Now, just how realistic is it to brute-force passwords? Well, people had much success in the 90s but things have changed... for worse: more users are authoring content on the web, which means higher chance of someone using lazy passwords. Many brute-force routines combine usernames and passwords. In this case, we know the username, so half of the battle is already won. Internet latency would have been an issue if were not for the multicall in xml-rpc.
Although machines' ability of generating cryptographic tokens have advanced, us humans haven't changed much. Passwords could be encrypted, hashed and stored securely in the database. But if the passwords are weak and that trying them is so trivial, the human behavior becomes the weakest link.
The chance of your password being in a brute-force dictionary is higher than you think. The chance that a weak password being used among one of your company staff is even higher. Many passwords are combinations of lower-case alphanumeric letters. More specifically, just a few letters followed by just a few numbers or vice-versa.
In addition to trying passwords, xml-rpc's multicall also makes it possible to publish posts en mass. At this point, the attacker's imagination is the only boundary of the target's damage.
Gyroscope, on the other hand...
Weak password is a problem that plagues all systems. Forcing the users to mix in symbols and letter casing is just annoying and not all that effective. Gyroscope addresses the issue in a number of ways:
As a starter, it is a "sane system". It does not disclose its users or allow batched password attempts.

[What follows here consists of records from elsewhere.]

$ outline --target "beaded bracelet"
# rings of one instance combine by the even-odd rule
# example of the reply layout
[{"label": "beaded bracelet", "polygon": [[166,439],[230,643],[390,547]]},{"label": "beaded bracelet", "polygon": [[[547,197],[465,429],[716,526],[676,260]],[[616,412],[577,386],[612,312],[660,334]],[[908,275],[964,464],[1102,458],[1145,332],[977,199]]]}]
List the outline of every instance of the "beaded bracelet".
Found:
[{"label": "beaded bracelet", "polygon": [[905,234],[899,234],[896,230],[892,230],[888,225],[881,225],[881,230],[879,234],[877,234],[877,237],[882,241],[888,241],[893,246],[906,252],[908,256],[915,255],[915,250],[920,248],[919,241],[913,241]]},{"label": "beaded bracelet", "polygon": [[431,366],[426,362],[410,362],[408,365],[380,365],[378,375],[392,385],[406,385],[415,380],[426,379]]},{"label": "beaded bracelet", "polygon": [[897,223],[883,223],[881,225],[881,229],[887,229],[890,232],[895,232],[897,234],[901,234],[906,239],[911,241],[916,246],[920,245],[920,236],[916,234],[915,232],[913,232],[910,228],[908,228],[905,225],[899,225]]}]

Gyroscope also has configurable endpoints so that its location (the counter part of wp-admin) and routing page (the counter part of ajax-admin.php) can be changed at will.
Furthermore, chipped smart cards and key files can be used in addition to just passwords.
Starting v12.0, Gyroscope users can generate random key files. As the user tries to catch a randomly positioned box, his mouse movement and timing are captured. This, in combination with server-side keys and other random or user-specific factors, a unique key file is created.